Au、Ag等贵金属材料在太阳光照射下会产生表面等离子体共振效应,进而产生光热效应,因而可应用于海水的加热过程,但这些材料价格都较为昂贵并且在空气中会被缓慢氧化,因此寻找新的具有表面等离子体效应的非贵金属高效光催化材料是纳米技术领域、环境保护领域以及太阳能利用领域一个十分重要的研究方向。
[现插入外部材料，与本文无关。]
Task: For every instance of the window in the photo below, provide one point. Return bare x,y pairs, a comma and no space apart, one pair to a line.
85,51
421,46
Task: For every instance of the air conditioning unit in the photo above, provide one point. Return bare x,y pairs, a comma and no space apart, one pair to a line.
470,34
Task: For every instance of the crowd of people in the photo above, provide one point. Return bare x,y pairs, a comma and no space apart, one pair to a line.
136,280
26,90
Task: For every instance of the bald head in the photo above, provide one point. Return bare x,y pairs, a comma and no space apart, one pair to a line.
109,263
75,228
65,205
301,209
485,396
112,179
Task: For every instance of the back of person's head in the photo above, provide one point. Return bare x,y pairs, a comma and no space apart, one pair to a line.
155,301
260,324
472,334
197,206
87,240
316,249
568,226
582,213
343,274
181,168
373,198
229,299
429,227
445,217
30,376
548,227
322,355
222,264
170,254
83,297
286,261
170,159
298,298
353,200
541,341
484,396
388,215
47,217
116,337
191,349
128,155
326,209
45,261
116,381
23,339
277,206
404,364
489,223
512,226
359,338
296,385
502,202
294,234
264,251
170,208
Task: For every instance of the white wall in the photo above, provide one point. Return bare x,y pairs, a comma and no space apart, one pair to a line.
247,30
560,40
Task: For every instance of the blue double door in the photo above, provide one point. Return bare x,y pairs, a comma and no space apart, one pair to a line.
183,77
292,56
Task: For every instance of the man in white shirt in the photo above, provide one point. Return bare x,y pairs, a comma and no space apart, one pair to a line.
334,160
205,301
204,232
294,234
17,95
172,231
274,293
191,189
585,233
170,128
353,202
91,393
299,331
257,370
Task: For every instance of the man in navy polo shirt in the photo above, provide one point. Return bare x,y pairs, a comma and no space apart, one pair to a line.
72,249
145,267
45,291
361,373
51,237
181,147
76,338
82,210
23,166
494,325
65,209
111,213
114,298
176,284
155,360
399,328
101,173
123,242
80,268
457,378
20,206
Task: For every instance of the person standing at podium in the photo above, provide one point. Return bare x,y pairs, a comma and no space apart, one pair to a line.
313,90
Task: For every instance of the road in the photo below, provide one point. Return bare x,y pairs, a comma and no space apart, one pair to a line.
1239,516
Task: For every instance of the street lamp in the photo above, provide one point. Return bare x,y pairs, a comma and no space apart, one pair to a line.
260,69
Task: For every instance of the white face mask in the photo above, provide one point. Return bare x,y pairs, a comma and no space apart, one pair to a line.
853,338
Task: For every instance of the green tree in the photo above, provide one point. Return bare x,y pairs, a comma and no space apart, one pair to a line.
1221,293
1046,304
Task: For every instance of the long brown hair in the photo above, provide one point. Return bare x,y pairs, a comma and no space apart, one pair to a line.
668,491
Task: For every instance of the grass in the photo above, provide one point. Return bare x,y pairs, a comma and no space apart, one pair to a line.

氮化钛是一种熔点高、硬度大、具有优良的化学稳定性以及耐腐蚀性的材料,同时其具有优良的导电性,在涂层、光电材料以及超导材料等领域有着众多的研究。氮化钛、特别是纳米氮化钛材料具有与Au相类似的光电特性,因而利用氮化钛取代贵金属应用于太阳能闪蒸海水淡化技术是一个非常值得研究的方向。
发明内容
本发明的目的在于提供一种纳米氮化钛基复合材料及其制备方法和应用,利用水热法高温高压的反应特点,通过控制制备工艺,通过对纳米氮化钛材料的包裹,改变纳米氮化钛周围的介质环境以及对太阳光的响应特性,增强对太阳能的吸收以及能量的局域,以用于有机物的热分解以及光能的有效利用,可以直接用于可见光下有机物的分解和海水(高盐水)淡化技术。
本发明的技术方案是:
一种纳米氮化钛基复合材料,该复合材料是由纳米氮化钛和无定形碳构成的壳核结构,无定形碳包覆于纳米氮化钛表面。
所述纳米氮化钛是指尺寸在纳米级别的氮化钛材料,其为球状、多面体状、片状或线状形貌的低维纳米结构。
所述无定形碳的厚度为2-10nm。
该复合材料的制备方法,是采用水热法对纳米氮化钛基体进行表面修饰,在其表面包覆一层无定形碳,从而获得纳米氮化钛基复合材料。该方法包括如下步骤:
(1)葡萄糖溶液的制备:将葡萄糖溶于100mL溶剂中,搅拌使其溶解,获得浓度为0.1-0.5mol/L的葡萄糖溶液;
(2)将纳米氮化钛在超声条件下分散到步骤(1)所得葡萄糖溶液中,得到混合物料;其中:纳米氮化钛在葡萄糖溶液中的加入量为100-500mg/100mL;
(3)将步骤(2)所得混合物料在150-180℃条件下保温1-12h;
(4)将步骤(3)经保温处理后所得沉淀经离心和去离子水冲洗后,在50-100℃条件下干燥10-24h,即获得所述纳米氮化钛基复合材料。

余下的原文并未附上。